UAE renews $2 billion Pak loan for one month

Allows time to be spent discussing duration and interest rate; Pakistan asks for a 2-year rollover, 3% interest

ISLAMABAD:

The United Arab Emirates (UAE) rolled over more than $2 billion of debt for one month at the current interest rate of 6.5%, as Pakistan continues to hope for a better deal from the Gulf country to avoid pressure on its foreign exchange reserves, federal government officials said on Monday.

Senior sources within the federal government and central bank said The Express PK Press Club that the United Arab Emirates renewed two loans of one billion dollars each, which expired on January 16 and 22. They said the debt was rolled over for a month to allow time for further discussions on the duration and interest rate. Pakistan is asking for a two-year rollover and an interest rate of around 3%.

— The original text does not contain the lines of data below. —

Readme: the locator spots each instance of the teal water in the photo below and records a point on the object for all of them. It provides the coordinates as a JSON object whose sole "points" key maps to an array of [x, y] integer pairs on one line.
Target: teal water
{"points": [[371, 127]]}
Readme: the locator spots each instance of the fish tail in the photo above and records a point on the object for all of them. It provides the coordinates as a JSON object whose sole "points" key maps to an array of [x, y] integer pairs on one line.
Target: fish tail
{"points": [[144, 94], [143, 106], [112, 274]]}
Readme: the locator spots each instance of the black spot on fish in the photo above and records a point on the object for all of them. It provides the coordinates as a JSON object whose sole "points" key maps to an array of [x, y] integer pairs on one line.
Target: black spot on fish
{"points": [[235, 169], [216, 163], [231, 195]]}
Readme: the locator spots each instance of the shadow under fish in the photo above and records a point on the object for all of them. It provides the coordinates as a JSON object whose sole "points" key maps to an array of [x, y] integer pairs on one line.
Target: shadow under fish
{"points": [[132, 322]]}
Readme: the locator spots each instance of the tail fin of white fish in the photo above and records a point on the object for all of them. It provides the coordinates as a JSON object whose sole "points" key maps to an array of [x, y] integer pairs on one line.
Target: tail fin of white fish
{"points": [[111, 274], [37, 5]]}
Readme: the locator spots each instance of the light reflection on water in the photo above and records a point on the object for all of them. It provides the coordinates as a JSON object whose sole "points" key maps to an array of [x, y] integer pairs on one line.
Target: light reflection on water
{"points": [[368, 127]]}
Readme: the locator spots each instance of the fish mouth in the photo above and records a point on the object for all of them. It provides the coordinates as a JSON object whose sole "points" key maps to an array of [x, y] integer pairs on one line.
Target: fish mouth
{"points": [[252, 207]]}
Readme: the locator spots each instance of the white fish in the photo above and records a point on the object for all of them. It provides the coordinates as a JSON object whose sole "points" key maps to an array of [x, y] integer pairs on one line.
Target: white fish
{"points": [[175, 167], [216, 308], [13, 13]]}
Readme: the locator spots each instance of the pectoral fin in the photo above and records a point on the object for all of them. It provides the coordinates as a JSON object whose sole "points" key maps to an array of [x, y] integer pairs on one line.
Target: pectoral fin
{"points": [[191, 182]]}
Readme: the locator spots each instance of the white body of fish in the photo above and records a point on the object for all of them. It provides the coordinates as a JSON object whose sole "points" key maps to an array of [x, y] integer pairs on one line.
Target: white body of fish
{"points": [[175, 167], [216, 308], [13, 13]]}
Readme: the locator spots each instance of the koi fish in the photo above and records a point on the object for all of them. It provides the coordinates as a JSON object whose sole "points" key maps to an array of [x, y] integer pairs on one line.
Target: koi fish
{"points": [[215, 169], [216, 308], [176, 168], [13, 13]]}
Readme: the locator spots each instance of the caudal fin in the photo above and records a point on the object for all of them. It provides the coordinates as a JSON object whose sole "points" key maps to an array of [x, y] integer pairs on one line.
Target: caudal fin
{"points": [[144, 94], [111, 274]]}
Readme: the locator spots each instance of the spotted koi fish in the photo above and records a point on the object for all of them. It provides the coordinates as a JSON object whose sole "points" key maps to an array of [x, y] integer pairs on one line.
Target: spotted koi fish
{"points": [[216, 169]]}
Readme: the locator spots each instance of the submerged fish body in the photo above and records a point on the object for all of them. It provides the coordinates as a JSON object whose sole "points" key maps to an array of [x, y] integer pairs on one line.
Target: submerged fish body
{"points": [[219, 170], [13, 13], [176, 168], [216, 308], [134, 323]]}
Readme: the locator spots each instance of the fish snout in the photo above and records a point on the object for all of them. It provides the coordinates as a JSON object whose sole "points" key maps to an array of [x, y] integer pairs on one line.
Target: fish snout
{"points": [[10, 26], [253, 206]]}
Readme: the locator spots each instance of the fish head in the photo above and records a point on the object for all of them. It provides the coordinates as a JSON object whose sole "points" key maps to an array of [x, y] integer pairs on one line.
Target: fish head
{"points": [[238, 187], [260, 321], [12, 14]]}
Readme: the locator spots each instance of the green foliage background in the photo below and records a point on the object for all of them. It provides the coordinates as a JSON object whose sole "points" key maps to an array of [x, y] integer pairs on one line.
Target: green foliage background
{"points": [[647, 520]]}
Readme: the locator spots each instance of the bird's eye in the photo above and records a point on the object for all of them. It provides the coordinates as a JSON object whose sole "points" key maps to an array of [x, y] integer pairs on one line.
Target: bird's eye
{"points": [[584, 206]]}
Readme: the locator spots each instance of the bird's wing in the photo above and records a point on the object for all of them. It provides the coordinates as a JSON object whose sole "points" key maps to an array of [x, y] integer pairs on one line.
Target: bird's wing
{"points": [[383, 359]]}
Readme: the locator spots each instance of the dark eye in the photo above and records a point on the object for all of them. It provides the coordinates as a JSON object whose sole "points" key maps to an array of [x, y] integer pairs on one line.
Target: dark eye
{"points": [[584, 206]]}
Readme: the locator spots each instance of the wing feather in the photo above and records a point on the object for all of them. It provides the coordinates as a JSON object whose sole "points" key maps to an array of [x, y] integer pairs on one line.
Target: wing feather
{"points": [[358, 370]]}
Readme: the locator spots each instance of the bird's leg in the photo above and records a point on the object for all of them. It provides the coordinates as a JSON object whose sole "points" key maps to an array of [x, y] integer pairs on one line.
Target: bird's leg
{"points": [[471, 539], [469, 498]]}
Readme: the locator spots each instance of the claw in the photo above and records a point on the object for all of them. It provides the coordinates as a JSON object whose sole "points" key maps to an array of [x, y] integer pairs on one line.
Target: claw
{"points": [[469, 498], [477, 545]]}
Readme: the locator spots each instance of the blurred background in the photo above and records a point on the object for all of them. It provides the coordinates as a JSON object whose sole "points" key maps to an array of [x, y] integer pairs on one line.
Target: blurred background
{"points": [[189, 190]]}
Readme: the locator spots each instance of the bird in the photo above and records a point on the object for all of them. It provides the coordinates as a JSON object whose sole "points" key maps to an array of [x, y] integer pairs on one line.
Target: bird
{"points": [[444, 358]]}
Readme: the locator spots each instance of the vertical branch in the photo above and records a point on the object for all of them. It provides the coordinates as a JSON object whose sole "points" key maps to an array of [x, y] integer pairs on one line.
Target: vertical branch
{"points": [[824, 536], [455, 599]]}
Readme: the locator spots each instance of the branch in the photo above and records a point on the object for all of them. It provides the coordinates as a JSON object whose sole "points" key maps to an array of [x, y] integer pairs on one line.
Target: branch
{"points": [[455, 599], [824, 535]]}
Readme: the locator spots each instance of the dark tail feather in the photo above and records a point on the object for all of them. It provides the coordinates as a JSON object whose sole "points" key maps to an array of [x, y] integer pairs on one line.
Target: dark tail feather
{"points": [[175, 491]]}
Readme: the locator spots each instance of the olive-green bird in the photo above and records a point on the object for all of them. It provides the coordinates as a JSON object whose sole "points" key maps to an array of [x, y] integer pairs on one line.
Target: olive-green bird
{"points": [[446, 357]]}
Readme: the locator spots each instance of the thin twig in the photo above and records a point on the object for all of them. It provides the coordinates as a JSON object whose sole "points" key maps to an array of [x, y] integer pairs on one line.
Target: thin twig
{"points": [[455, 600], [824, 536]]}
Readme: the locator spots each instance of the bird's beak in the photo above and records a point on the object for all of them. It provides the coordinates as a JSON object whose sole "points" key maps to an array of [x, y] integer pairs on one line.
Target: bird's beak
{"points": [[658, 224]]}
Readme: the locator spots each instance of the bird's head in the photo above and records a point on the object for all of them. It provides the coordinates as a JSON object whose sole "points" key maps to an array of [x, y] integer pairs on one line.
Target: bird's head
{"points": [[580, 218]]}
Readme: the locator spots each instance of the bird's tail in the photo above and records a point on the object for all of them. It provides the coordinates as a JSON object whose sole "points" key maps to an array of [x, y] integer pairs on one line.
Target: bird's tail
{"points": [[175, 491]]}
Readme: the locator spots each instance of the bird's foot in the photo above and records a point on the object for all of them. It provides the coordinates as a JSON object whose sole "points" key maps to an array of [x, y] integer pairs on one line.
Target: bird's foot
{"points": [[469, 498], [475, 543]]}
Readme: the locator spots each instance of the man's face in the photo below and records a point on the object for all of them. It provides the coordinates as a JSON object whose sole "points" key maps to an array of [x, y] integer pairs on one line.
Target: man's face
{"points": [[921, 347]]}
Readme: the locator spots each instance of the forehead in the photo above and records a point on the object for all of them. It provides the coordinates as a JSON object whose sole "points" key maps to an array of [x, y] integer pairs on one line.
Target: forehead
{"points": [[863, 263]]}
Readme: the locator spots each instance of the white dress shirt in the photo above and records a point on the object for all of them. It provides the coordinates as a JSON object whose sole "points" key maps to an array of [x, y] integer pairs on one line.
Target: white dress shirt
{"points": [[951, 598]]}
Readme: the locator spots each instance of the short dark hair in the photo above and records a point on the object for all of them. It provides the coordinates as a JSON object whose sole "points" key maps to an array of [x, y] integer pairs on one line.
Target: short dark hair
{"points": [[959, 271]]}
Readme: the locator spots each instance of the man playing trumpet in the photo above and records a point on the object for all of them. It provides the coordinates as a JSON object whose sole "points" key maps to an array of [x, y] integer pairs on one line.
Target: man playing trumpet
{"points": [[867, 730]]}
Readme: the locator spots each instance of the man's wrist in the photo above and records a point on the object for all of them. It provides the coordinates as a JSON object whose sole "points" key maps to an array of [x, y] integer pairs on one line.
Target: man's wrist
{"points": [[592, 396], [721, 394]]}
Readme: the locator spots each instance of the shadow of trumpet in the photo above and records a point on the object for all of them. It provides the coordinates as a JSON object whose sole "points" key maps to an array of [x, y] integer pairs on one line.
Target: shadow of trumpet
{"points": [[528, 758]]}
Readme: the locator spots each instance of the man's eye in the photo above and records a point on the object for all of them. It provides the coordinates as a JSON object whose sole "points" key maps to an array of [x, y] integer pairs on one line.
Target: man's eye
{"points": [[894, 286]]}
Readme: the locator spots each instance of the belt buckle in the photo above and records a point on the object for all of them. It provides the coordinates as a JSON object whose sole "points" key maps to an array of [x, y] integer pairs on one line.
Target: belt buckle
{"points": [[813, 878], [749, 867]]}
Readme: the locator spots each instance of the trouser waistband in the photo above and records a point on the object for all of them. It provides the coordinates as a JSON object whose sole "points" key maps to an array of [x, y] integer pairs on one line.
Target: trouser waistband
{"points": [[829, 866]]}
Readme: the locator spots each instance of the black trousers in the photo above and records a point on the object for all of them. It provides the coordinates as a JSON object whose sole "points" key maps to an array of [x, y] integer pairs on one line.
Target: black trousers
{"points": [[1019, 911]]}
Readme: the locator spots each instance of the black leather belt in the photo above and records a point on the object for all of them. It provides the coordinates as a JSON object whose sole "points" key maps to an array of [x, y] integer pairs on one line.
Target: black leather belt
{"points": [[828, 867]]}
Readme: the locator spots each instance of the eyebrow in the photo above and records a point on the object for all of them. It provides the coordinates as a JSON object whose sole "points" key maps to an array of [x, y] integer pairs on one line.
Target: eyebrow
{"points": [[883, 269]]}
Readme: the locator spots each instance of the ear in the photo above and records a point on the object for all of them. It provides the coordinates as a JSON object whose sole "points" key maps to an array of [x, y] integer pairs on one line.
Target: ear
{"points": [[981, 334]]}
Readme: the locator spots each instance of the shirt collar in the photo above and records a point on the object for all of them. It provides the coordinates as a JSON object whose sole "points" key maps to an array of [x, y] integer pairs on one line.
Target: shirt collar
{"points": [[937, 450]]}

A spokesperson for the State Bank of Pakistan (SBP) did not respond to a request for confirmation. The Ministry of Finance, responsible for meeting external financing needs to the satisfaction of the International Monetary Fund (IMF), also did not respond to questions.

Officials said another request was being made to roll over the debt because paying it off would create a funding gap that would have to be filled from other sources.

Under the IMF’s $7 billion program, the UAE, Saudi Arabia and China have committed to maintaining their combined cash deposits of $12.5 billion with the SBP at least until the program expires in September next year.

However, this is the first time that the UAE has extended the debt repayment period by just one month, unlike the previous practice of granting one-year extensions. Officials said the situation regarding the duration and maturity of the debt would become clearer in the coming days.

In December, SBP Governor Jameel Ahmad had asked the UAE government to roll over $2.5 billion in debt over two years and cut the interest rate by almost half.

Subsequently, Prime Minister Shehbaz Sharif also requested the UAE President to extend the repayment period. The prime minister said the UAE had agreed to roll over the debt, but did not provide further details.

A central bank source said Pakistan had requested a two-year extension and a reduction in the interest rate by more than half.

The UAE provided $2 billion to Pakistan in 2018 for one year, but Pakistan was unable to repay the amount and has since requested refinancing every year. Later, the UAE provided another $1 billion loan in 2023 to help Pakistan meet external financing needs related to the IMF bailout plan.

The $2 billion debt is part of Pakistan’s foreign exchange reserves of $16 billion. Pakistan pays around $130 million a year in interest on UAE debt at current rates.

Speaking to major exporters and industrialists last week, Prime Minister Shehbaz Sharif acknowledged that central bank reserves had increased, but said this was largely due to $12 billion in cash deposits from friendly countries.

He also said that when he traveled the world seeking financial help, he felt embarrassed. “Our self-esteem suffers greatly when we take on debt,” he said, adding that these countries sometimes ask for concessions in return and “we cannot say no to many things they want us to do.”

The government is struggling to revive exports, which fell nearly 7 percent to $18.1 billion in the first seven months of the current fiscal year. The Prime Minister announced a reduction in interest rates for export refinancing programs and a reduction in electricity prices for industries to reduce the overall cost of doing business.

According to Musadaq Zulqarnain, one of Pakistan’s largest exporters, these measures would help reduce overall costs by around 2%.

The government is also struggling to formulate a viable plan to double exports by $32 billion over the next three years to exit the IMF program. Foreign investment failed to recover despite efforts and instead fell by 47% in the first half of the fiscal year.

In 2018, the UAE imposed a 3% interest rate on debt, but last year it increased it to 6.5%. Pakistan has asked the UAE to cut the rate to around 3%, citing its improving credit rating and falling global interest rates.

The stability of Pakistan’s external sector remains heavily dependent on the rollover of foreign loans and obtaining new financing from the IMF and the World Bank.